Information infrastructures allow, facilitate, mediate, saturate and influence people’s material and immaterial surroundings. They are often shaped and intertwined with networks of relations and distributed agency, sometimes enabling the existence of such networks, and being, in turn, produced by them. Such infrastructures are not static and immobile in time and space: rather, they require maintenance and repair, which becomes an important aspect of their use. They also define and cross more or less visible boundaries, shape and act as ecologies, and constitute themselves as multiple entities.
The various chapters of this edited book question the role of information infrastructures in various settings from both a theoretical and an empirical viewpoint, reflecting the contributors’ interests in science and technology studies, organization studies, and information science, as well as mobilities and media studies.

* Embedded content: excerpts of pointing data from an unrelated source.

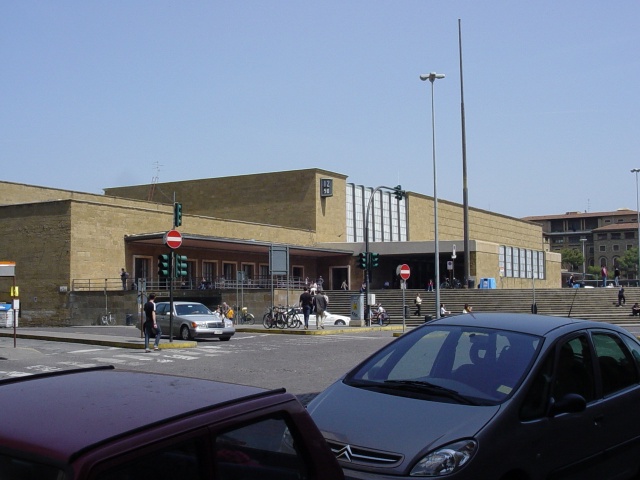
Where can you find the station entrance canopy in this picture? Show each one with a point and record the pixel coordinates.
(233, 245)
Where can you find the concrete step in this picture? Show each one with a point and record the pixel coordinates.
(591, 303)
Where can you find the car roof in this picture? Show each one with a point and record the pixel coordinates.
(183, 303)
(57, 415)
(521, 322)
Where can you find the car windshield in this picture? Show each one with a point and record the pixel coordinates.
(192, 309)
(469, 365)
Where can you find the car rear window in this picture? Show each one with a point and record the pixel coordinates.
(263, 449)
(12, 468)
(192, 309)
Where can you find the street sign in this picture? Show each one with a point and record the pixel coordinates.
(173, 239)
(405, 272)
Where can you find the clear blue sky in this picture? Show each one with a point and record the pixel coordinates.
(98, 94)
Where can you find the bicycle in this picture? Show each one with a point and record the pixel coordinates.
(107, 319)
(292, 317)
(381, 318)
(274, 317)
(245, 317)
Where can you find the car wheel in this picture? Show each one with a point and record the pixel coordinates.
(184, 333)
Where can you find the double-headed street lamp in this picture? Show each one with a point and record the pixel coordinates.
(636, 170)
(432, 77)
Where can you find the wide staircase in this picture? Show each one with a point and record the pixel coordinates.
(598, 304)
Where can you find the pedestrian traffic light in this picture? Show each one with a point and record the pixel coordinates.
(177, 214)
(399, 193)
(362, 260)
(181, 266)
(164, 265)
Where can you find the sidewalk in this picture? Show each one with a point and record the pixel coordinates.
(129, 336)
(118, 336)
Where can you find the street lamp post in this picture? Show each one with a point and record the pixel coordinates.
(636, 170)
(432, 77)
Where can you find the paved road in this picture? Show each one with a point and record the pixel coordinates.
(303, 364)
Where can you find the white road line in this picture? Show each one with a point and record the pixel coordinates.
(89, 350)
(77, 364)
(182, 357)
(15, 374)
(135, 357)
(110, 360)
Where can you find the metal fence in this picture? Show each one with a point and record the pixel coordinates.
(189, 283)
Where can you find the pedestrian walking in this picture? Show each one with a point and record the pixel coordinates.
(621, 298)
(305, 302)
(430, 286)
(320, 301)
(151, 327)
(418, 304)
(124, 276)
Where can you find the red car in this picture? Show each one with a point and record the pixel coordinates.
(105, 424)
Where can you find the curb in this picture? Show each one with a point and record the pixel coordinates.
(105, 342)
(310, 331)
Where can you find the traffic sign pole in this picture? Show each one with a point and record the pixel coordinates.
(405, 272)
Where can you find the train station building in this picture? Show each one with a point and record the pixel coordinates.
(66, 242)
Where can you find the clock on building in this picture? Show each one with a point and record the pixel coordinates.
(326, 187)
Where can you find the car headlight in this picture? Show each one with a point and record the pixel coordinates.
(445, 460)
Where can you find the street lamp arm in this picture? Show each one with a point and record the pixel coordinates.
(431, 76)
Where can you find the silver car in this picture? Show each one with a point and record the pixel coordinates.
(490, 396)
(193, 320)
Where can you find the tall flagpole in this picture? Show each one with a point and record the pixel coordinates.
(465, 192)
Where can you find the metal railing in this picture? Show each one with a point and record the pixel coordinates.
(190, 283)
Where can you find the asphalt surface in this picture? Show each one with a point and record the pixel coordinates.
(130, 337)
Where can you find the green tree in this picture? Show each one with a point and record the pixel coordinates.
(572, 258)
(629, 261)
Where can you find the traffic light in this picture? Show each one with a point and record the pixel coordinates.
(362, 260)
(164, 265)
(181, 266)
(177, 214)
(399, 193)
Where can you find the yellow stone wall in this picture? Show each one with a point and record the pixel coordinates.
(483, 225)
(289, 199)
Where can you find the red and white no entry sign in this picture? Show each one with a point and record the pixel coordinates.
(173, 239)
(405, 273)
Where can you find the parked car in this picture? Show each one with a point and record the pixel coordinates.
(193, 320)
(330, 319)
(103, 424)
(490, 396)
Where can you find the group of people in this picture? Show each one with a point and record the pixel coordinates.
(313, 300)
(616, 275)
(443, 310)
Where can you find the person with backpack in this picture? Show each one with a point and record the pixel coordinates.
(320, 301)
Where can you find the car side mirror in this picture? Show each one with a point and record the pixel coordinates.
(570, 403)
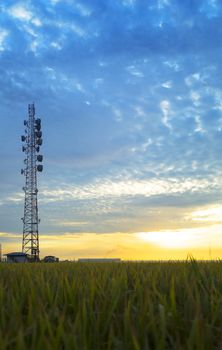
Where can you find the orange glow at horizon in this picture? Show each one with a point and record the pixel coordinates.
(201, 243)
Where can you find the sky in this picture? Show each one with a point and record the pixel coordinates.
(129, 92)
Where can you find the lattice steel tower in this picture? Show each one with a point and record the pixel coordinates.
(32, 140)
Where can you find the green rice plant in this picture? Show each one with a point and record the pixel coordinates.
(127, 305)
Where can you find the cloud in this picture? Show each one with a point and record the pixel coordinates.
(3, 35)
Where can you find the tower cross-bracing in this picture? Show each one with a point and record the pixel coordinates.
(32, 140)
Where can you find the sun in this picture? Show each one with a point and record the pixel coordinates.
(168, 239)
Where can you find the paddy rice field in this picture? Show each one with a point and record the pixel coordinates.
(126, 305)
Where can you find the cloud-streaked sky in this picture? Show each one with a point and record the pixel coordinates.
(130, 97)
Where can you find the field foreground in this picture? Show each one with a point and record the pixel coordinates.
(111, 306)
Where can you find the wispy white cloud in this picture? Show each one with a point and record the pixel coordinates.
(3, 35)
(22, 12)
(165, 107)
(116, 189)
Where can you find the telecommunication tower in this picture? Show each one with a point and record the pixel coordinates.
(32, 140)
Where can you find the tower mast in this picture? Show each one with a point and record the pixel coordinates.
(32, 140)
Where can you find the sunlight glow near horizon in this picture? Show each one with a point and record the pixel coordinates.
(129, 93)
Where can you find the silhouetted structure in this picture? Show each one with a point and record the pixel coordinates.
(32, 140)
(17, 257)
(50, 258)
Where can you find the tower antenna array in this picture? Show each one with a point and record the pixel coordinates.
(32, 140)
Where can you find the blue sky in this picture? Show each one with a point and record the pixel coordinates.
(130, 97)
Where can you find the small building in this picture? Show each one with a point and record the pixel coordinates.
(50, 258)
(99, 260)
(17, 257)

Giuseppina Pellegrino is a Lecturer in Sociology of Communication at the University of Calabria, Italy. Her core research interests intersect STS and mobilities, as well as media, gender and organization studies. A Visiting Fellow at the University of Edinburgh, Lancaster University, IAS-STS (Graz) and TU Darmstadt, she was appointed a Fulbright Distinguished Lecturer in Italian Studies at the University of Pittsburgh in 2013. Her publications include the edited book The Politics of Proximity: Mobility and Immobility in Practice (Ashgate, 2011).